Logo Bloomberg Technoz

 Ia menyebut, seharusnya seluruh pemangku kepentingan memiliki komitmen untuk menjaga daya saing industri TPT ini. Isu daya saing ini menurutnya memang menjadi ranah pelaku usaha dalam bentuk menghadirkan produk yang efisien, kebaruan teknologi, desain, pemasaran, dan lain sebagainya. Namun ada yang menjadi ranah kebijakan publik, kata dia, khususnya yang terkait kebijakan industri dan perdagangan.

 Menyoal Isu Impor Tekstil

Salah satu isu penting untuk patut dicermati adalah pengelolaan impor TPT yang harusnya berfokus pada menjaga praktek perdagangan yang adil (fair) dan transparan.

Revindo menegaskan sebagai anggota WTO, Indonesia memang tidak bisa menutup diri terhadap perdagangan bebas asalkan selama prakteknya fair, yaitu tidak ada dumping, subsidi terselubung, misklasifikasi produk atau under invoicing.

“Untuk itu kita perlu memperkuat manajemen impor untuk menjamin industri dalam negeri terlindungi dari praktek impor yang ilegal, tidak fair atau tidak transparan. Strategi ini juga lebih murah dibandingkan dengan insentif dan subsidi bagi industri, apalagi di tengah defisit APBN yang dibatasi tidak boleh melampaui Rp 616,3 triliun,” ujarnya.

Ia menambahkan, praktek impor yang tidak sehat sangat memukul perekonomian dari dua sisi. Pertama, kerugian keuangan negara karena hilangnya pemasukan tarif impor. Kedua, kerugian perekonomian karena memukul industri tekstil dan pakaian jadi dalam negeri.

Salah satu titik krusial dalam pengelolaan impor TPT adalah pendataan dan pemeriksaan arus barang masuk.

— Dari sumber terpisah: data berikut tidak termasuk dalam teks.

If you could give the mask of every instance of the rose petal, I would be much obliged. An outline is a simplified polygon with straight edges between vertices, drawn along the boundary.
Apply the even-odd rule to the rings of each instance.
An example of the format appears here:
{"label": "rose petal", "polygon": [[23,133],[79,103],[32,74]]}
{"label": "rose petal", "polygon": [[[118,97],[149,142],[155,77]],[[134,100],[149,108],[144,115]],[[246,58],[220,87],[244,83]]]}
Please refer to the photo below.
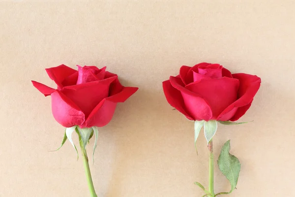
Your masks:
{"label": "rose petal", "polygon": [[116,76],[100,81],[66,86],[61,92],[73,100],[87,117],[103,99],[109,97],[110,85],[117,78]]}
{"label": "rose petal", "polygon": [[[105,79],[116,76],[118,75],[116,74],[114,74],[112,72],[110,72],[107,71],[106,71],[105,74]],[[120,83],[119,80],[117,78],[117,79],[116,79],[115,81],[112,82],[112,84],[111,84],[109,96],[111,96],[118,94],[122,91],[123,88],[123,86],[122,85],[121,85],[121,83]]]}
{"label": "rose petal", "polygon": [[183,98],[180,92],[174,88],[170,80],[163,82],[163,90],[167,101],[189,120],[194,120],[186,111]]}
{"label": "rose petal", "polygon": [[85,115],[77,105],[59,90],[51,94],[52,114],[56,120],[69,128],[84,122]]}
{"label": "rose petal", "polygon": [[221,68],[222,68],[222,66],[221,66],[219,64],[212,64],[211,65],[207,66],[206,67],[207,68],[208,68],[208,69],[221,69]]}
{"label": "rose petal", "polygon": [[73,74],[77,70],[71,68],[64,65],[59,65],[58,66],[53,67],[45,69],[48,76],[54,80],[58,85],[59,90],[62,88],[63,86],[61,83],[68,76]]}
{"label": "rose petal", "polygon": [[[238,108],[234,108],[234,109],[236,109],[236,112],[234,116],[232,116],[232,118],[230,119],[230,121],[232,122],[236,121],[238,120],[240,117],[243,116],[244,114],[246,113],[246,112],[248,111],[248,110],[251,107],[251,105],[253,101],[253,99],[250,102],[250,103],[246,105],[245,106],[243,106],[242,107],[238,107]],[[229,120],[228,119],[228,120]]]}
{"label": "rose petal", "polygon": [[187,84],[189,84],[194,82],[193,71],[195,71],[195,72],[198,73],[199,70],[198,70],[198,67],[199,66],[207,66],[210,65],[210,64],[210,64],[210,63],[203,62],[202,63],[198,64],[197,65],[196,65],[194,66],[193,67],[191,67],[191,68],[188,70],[188,71],[187,72],[187,73],[186,74],[186,79],[185,79],[185,81],[186,82],[186,83],[185,83],[185,84],[186,85]]}
{"label": "rose petal", "polygon": [[[198,94],[183,86],[181,79],[170,76],[170,81],[173,87],[179,91],[183,99],[185,111],[194,120],[208,121],[212,117],[212,111],[206,101]],[[173,96],[172,96],[173,97]]]}
{"label": "rose petal", "polygon": [[104,66],[100,69],[99,72],[96,74],[96,77],[99,80],[102,80],[105,78],[105,75],[106,73],[106,68],[107,66]]}
{"label": "rose petal", "polygon": [[78,74],[79,72],[76,71],[74,73],[66,77],[63,81],[62,81],[61,84],[63,87],[76,85],[77,84],[77,80],[78,80]]}
{"label": "rose petal", "polygon": [[44,95],[45,97],[51,95],[56,91],[56,89],[50,88],[41,83],[37,82],[35,81],[31,81],[33,83],[33,85],[35,88],[37,88],[42,94]]}
{"label": "rose petal", "polygon": [[236,79],[222,77],[206,78],[192,83],[185,88],[202,96],[210,105],[213,113],[212,119],[218,115],[236,100],[239,81]]}
{"label": "rose petal", "polygon": [[199,66],[198,67],[200,74],[215,78],[222,77],[222,66],[216,64],[208,65],[206,67]]}
{"label": "rose petal", "polygon": [[96,73],[98,73],[99,70],[97,67],[95,66],[86,67],[86,66],[81,67],[79,65],[77,65],[77,66],[79,72],[77,84],[86,83],[102,79],[99,79],[96,75]]}
{"label": "rose petal", "polygon": [[117,102],[123,102],[137,91],[138,88],[124,87],[118,94],[103,99],[91,112],[82,126],[103,127],[107,125],[113,117]]}
{"label": "rose petal", "polygon": [[123,102],[138,90],[138,88],[124,87],[121,92],[106,98],[107,100],[114,102]]}
{"label": "rose petal", "polygon": [[81,128],[103,127],[111,121],[117,103],[103,99],[91,111]]}
{"label": "rose petal", "polygon": [[179,69],[179,77],[185,85],[188,84],[188,83],[190,83],[189,81],[190,79],[187,79],[186,75],[189,69],[191,68],[191,67],[190,66],[182,66],[180,67],[180,69]]}
{"label": "rose petal", "polygon": [[[224,116],[226,114],[230,113],[235,108],[237,108],[236,112],[234,116],[232,118],[231,117],[231,118],[230,118],[230,119],[231,121],[238,120],[249,109],[253,98],[260,87],[261,79],[256,75],[245,73],[236,73],[233,74],[233,77],[238,79],[240,82],[240,86],[237,94],[238,99],[219,115],[217,118],[218,120],[225,120]],[[228,118],[228,117],[227,118]]]}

Oleh karenanya, perlu dilakukan penguatan kembali fungsi pabean, dimana barang impor yang keluar dari pelabuhan seharusnya sudah melalui custom clearance sehingga dapat dipastikan kesesuaian klasifikasi tarif dan volume barang.

“Revisi Permendag 8/2024 sebaiknya mengarah ke aspek ini, sehingga kita dapat melindungi industri TPT dalam negeri dari praktek yang tidak fair tanpa menutup diri terhadap perdagangan internasional. Tanpa langkah serius ini, kita khawatir industri TPT akan semakin terpukul, semakin banyak PHK, dan konsumsi melambat, yang pada gilirannya memperlambat pertumbuhan ekonomi,” tutupnya 

Industri TPT sedang sakit

Secara terpisah Direktur Eksekutif Asosiasi Pertekstilan Indonesia (API), Danang Girindrawardana, menggambarkan kondisi bisnis pada industri TPT sedang sakit. Penyebabnya, Permendag yang diterbitkan pada tahun lalu itu membuat produk impor, khususnya produk pakaian jadi, semakin masif di Indonesia.

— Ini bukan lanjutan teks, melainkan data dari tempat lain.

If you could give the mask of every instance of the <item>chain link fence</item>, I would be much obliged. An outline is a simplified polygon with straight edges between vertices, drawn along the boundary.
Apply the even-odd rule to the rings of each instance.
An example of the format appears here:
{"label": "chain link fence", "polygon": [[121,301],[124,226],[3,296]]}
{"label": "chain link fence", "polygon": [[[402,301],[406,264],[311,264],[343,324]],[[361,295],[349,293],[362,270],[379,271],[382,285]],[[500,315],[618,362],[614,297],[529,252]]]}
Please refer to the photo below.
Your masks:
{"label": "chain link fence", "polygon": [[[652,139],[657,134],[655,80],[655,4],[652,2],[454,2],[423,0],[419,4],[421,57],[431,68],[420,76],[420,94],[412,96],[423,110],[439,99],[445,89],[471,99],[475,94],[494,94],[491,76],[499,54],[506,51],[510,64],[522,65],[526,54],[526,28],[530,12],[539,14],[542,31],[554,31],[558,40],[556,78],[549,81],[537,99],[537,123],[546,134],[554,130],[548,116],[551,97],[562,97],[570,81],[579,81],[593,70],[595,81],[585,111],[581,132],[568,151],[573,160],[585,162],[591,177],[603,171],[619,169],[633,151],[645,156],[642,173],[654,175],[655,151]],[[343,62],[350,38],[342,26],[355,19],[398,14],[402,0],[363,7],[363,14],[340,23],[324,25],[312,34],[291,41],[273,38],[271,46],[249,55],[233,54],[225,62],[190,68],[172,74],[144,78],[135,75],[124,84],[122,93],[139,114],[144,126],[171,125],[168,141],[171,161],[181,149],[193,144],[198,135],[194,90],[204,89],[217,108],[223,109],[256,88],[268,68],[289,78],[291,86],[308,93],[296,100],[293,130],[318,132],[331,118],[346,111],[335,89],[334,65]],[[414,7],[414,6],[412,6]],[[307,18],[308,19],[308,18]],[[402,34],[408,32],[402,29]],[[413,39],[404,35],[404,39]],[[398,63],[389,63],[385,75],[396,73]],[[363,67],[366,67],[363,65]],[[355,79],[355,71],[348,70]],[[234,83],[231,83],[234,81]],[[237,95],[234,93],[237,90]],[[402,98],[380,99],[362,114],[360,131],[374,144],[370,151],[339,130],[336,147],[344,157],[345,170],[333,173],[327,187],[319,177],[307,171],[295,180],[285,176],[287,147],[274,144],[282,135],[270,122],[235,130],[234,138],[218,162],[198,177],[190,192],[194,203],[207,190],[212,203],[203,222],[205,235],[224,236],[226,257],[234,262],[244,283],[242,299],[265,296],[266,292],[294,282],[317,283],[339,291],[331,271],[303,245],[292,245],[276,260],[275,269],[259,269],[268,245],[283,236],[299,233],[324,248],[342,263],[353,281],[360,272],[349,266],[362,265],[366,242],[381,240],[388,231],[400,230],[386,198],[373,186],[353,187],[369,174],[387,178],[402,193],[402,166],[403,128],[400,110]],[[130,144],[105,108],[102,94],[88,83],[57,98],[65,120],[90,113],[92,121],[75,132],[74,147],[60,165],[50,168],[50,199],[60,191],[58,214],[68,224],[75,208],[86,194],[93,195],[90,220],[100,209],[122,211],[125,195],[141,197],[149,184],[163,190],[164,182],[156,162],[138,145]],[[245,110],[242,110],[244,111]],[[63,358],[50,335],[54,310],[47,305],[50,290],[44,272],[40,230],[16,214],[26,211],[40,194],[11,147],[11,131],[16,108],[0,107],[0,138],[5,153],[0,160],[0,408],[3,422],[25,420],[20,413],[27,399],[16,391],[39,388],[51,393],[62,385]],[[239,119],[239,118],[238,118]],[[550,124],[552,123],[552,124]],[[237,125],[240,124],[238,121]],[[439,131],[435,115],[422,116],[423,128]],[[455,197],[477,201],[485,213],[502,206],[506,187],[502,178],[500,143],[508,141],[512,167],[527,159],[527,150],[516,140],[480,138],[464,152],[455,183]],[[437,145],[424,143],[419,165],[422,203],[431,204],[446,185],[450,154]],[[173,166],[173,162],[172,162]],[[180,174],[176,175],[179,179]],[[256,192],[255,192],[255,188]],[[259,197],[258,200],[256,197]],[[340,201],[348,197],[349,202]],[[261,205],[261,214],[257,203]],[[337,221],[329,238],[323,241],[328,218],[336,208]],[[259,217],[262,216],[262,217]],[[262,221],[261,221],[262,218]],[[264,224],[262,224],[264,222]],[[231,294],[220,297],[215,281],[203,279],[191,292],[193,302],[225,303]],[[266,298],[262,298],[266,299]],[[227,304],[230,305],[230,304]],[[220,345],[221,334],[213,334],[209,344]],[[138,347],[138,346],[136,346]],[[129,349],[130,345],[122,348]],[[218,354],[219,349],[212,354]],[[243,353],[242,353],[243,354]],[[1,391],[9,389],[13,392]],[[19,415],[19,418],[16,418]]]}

 "Dengan adanya penundaan (revisi Permendag 8/2024) ini maka semakin menguatkan adanya hidden agenda dalam meloloskan barang jadi ke dalam negeri. Ini sangat merugikan pelaku usaha industri TPT," ujarnya, dikutip dalam keterangan resmi, Kamis (26/6/2025)

 Data API mencatat jika dalam dua tahun terakhir terdapatsekitar 60 perusahaan tekstil padat karya yang harus gulung tikar dengan jumlah karyawannya mencapai puluhan ribu.

Tak cuma itu, industri ini  secara karakteristik terbukti dapat menyerap jutaan tenaga kerja di daerah dengan tingkat pendidikan rendah hingga menengah ditunjukkan dari data BPS 2024, latar belakang pendidikan pekerja di industri TPT terbanyak dihuni oleh tamatan SD (23,22%). Selanjutnya diikuti tamatan SMA (21,38%) dan SMP (17,47%).

 Melihat fakta seperti itu, Danang sangat berharap pemerintah dapat memberikan kepastian terhadap revisi Permendag 8/2024. "Dengan semakin lama menunda maka semakin berat buat industri yang pada akhirnya bisa berdampak terhadap peningkatan jumlah PHK," kata Danang.